The World of Interiors
- Cover of the November 2024 issue
- Editor: Emily Tobin
- Categories: Design magazine
- Frequency: Monthly
- Total circulation: 60,414 (June 2013)
- Founded: 1981; 45 years ago
- First issue: November 1981
- Company: Condé Nast
- Country: United Kingdom
- Based in: London
- Language: English
- Website: www.worldofinteriors.co.uk
- ISSN: 0264-083X

= The World of Interiors =

British design magazine

The World of Interiors is a magazine published by Condé Nast with a total readership of 152,000. The glossy monthly magazine covers interior design.

==History==

The magazine began as Interiors in November 1981. It was founded in London, England, by Kevin Kelly, with Min Hogg as editor. Its unusual interiors and literate style set it apart from other interior titles, and within two years the magazine had been bought by Condé Nast (acquisition led by Bernard Leser) and it began publishing internationally under the name The World of Interiors (as there was already an American competitor named Interiors.

Since 2001, it was edited by Rupert Thomas, who had joined the magazine in 1991 and had been its deputy editor since 1997. In 2012, the magazine launched a special fashion issue.

In October 2019, the magazine launched the online directory The World of Interiors Index, which lists dealers, gallerists, and upholsters. In September 2021, Hamish Bowles became editor-in-chief of The World of Interiors. The magazine has only had three editors during its 41-year history. However, in 2024, Bowles became creative director-at-large and the magazine's editor Emily Tobin took on the editor-in-chief position.

The magazine's offices were formerly on the second floor of Vogue House.

==Content==
The focus of The World of Interiors has been described as "startlingly beautiful things", and a "gorgeous physical object". It has continued to mix high and low interiors, historical and modern interiors. Domestic houses, church interiors and historical palaces have all been covered.
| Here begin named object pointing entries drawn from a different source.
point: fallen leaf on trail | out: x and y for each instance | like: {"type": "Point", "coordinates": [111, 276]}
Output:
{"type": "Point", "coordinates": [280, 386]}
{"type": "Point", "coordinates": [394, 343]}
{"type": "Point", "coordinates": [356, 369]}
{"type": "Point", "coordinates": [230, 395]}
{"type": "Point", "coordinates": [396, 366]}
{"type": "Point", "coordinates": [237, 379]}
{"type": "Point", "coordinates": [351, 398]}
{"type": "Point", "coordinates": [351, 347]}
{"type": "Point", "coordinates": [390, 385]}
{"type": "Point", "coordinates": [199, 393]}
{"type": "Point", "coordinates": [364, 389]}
In addition to photographic features of interiors, the magazine has "an editorial mix that has retained its eclecticism, wit and attention to every word."

Steven Kurutz from The New York Times called it "intelligent, witty and wide-ranging in its curiosity: a bible." When many other divisions of Condé Nast declined, the sales of The World of Interiors remained steady through the years, partly because its content is created by people, who "are all artistic bohemian types. It's the antithesis to the data-driven digital attitude that we have to embrace in other part of our business", according to an executive from Condé Nast Britain.

Fifty percent of readers work in design-related industries.